Ninety percent of world trade is transported by ocean vessels. However, according to industry estimates, just one container ship can produce the same amount of pollution as 50 million cars. The emissions from 15 megaships match those from all the cars in the world. And, if the ocean container shipping industry were a country, it would be ranked between Germany and Japan as the sixth-largest contributor to CO2 emissions.

Ocean transportation is a dirty business — and it’s also a harmful one. In 2016, the United Nations shipping agency, the International Maritime Organization (IMO), agreed to limit sulfur oxide emissions from the current 3.5% m/m to 0.5% m/m effective January 1, 2020. Airborne sulfur oxide is a leading cause for acid rain, and studies have also shown that sulfur oxide is a cause of respiratory diseases, such as asthma.

There are a few ways for ocean carriers to meet this requirement:

  • Low sulfur compliant fuel oil use
  • Low sulfur alternative fuel use, such as Liquefied Natural Gas (LNG)
  • Exhaust gas cleaning system, aka “scrubbers,” installation

But, as one can imagine, regardless of how the requirement is met, it will come at a price. MSC and Maersk Lines each estimate that the cost of the various changes that will need to be made to their fleet and fuel supply will be in excess of $2 billion dollars per year. Meanwhile, Hapag Lloyd noted that they are expecting their low sulfur fuel costs to be around $75 to $100 million during 2019 Q4 in order to be ready for the IMO 2020 implementation date of January 1. Overall estimates for ocean freight providers are over $15 billion annually.

The largest global ocean freight forwarder, Kuehne + Nagel, expects the increase in costs will have a significant impact on the overall prices of container transportation and on freight rates. “While the implementation date for IMO 2020 is January 1, 2020, we anticipate freight rates to increase as early as the end of the third quarter of 2019,” it points out. In addition, Flexport estimates that carriers will be forced to reduce total capacity by seven to eight percent as they install scrubbers and additional preparations are made. Many providers, including both Maersk and MSC have already implemented a new bunker fuel surcharge to shippers in an effort to subsidize some of the increased costs.

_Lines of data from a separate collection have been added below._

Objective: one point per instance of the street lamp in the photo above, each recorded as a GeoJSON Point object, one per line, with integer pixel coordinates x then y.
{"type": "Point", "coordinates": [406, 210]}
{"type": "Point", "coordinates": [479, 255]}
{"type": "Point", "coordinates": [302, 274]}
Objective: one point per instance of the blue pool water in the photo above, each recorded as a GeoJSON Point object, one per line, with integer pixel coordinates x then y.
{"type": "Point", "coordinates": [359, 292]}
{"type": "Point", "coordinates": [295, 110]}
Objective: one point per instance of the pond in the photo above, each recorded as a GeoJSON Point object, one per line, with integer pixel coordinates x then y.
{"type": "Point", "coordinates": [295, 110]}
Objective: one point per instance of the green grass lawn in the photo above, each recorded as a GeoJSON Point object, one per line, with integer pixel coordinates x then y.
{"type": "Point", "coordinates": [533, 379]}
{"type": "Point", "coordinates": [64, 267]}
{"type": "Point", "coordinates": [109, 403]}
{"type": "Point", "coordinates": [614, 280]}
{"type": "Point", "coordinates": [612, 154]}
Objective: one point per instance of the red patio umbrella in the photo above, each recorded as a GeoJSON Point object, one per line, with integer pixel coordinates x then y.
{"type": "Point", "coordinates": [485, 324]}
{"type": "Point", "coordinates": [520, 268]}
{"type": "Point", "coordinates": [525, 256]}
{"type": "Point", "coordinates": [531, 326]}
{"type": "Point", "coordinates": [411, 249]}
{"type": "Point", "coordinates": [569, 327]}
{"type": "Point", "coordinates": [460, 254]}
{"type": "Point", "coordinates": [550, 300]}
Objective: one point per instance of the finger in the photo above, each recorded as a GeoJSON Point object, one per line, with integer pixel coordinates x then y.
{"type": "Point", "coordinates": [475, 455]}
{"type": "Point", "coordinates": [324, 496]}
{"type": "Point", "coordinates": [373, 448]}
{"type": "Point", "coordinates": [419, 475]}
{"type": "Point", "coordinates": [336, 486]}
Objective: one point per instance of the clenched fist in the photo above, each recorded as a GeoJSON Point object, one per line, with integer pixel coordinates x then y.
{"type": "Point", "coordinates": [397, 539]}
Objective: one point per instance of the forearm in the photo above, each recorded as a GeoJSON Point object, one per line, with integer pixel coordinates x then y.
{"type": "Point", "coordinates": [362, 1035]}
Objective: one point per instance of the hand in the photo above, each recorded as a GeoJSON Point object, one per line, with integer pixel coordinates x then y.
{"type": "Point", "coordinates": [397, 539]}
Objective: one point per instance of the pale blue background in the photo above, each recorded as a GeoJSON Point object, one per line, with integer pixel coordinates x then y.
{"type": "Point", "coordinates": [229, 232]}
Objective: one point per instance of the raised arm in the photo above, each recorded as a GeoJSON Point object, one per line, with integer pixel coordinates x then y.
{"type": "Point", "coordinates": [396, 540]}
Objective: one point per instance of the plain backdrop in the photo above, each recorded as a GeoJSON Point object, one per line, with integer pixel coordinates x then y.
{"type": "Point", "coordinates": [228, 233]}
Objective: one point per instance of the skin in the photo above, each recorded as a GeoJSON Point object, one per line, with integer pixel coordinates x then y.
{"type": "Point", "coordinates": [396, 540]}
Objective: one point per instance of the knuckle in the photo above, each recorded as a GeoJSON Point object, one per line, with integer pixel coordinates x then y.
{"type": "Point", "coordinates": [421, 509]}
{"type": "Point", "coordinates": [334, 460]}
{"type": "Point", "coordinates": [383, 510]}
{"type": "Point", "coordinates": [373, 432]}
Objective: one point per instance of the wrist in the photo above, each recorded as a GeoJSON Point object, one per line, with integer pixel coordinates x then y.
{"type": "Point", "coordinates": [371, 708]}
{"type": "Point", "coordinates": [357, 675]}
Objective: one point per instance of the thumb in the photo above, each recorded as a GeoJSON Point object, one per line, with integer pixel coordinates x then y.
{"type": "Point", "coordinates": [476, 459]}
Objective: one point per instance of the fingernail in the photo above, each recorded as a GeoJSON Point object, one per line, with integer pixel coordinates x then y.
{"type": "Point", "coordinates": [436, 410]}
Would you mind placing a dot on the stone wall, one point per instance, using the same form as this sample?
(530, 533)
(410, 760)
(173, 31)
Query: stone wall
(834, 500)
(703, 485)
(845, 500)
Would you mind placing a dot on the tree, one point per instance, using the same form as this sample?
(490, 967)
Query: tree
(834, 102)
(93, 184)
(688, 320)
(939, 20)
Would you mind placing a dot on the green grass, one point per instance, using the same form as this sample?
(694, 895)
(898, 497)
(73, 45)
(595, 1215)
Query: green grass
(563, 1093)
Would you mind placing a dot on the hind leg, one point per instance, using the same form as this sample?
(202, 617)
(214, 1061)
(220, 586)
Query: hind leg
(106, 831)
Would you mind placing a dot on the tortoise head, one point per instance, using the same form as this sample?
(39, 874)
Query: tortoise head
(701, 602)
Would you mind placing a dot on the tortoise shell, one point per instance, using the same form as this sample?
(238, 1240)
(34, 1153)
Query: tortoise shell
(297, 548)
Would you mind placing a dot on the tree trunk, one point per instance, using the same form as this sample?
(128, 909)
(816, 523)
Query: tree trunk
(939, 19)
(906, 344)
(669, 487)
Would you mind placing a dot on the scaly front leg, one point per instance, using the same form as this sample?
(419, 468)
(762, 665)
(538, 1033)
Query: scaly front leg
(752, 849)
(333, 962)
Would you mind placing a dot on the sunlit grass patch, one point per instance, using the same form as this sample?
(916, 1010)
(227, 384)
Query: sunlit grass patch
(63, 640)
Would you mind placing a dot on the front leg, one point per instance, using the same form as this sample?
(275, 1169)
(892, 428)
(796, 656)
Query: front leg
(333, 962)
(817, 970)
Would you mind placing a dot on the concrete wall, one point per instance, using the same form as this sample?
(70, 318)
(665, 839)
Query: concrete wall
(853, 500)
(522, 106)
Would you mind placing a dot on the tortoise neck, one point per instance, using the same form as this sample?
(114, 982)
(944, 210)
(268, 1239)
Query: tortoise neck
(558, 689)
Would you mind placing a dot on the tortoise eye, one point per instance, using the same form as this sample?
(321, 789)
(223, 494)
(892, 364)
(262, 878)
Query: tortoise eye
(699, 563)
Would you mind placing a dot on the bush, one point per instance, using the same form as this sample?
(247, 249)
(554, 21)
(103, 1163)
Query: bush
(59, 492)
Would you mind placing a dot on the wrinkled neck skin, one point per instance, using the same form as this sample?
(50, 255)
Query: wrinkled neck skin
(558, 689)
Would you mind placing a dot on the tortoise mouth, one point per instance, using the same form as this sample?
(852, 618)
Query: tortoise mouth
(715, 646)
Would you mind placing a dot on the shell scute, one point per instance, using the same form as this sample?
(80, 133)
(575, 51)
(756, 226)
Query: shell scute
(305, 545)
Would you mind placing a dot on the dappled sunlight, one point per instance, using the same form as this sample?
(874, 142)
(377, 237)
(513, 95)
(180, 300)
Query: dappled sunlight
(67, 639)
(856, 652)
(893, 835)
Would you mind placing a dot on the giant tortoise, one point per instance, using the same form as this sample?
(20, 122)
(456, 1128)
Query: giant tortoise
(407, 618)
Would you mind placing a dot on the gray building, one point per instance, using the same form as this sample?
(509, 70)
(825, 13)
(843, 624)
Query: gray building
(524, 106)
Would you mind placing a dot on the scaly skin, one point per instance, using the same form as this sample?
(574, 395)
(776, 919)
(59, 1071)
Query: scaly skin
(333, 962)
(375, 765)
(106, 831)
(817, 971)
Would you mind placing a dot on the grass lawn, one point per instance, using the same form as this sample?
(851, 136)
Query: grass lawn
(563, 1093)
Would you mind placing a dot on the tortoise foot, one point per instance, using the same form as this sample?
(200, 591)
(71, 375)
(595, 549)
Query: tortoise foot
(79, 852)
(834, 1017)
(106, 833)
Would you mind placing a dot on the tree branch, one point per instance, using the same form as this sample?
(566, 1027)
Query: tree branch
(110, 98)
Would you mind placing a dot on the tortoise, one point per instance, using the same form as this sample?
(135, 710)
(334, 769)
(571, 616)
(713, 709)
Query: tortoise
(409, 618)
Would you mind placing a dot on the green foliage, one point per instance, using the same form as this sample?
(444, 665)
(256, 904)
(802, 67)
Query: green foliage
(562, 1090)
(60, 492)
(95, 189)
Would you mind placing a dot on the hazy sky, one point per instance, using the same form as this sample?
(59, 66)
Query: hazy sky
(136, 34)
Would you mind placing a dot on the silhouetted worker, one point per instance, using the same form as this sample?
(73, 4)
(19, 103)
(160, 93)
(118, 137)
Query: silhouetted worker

The positive result will be environmental improvements; however, costs incurred by ocean carriers will have a trickle-down effect across the entire supply chain. Ocean carriers will pass costs through to shippers in the form of surcharges and increased rates. Fuel refineries will raise prices as they switch to producing more low-sulfur fuels, and there is a strong likelihood that diesel and jet fuels will increase in price as well. This will likely translate into higher fuel surcharges from other modes of transportation carriers such as air, truck, rail, and small parcel providers. While neither US leading domestic small parcel providers, UPS and FedEx, have directly linked IMO 2020 to their recent fuel surcharge changes, it is likely one of the reasons. Ultimately, this will trickle down to consumers paying higher prices for such things as airfare, cab fares, and at the gas pump.

Some analysts expect the long chain of cause and effect will negatively impact the global economy by lowering global GDP by 1.5% in 2020.

Shippers are encouraged to work with all of their supply chain partners to fully understand the effects of IMO 2020 and to communicate any changes to their customers well in advance.

Collaboration is an important part of doing business. However, it is often overlooked, and the result could mean higher costs and often unplanned expenses. Even worse, lack of collaboration can lead to a loss of customers.

IMO 2020 will go into effect in just a matter of months. Don’t let it catch you by surprise when you start receiving invoices from your transportation partners, if you haven’t already.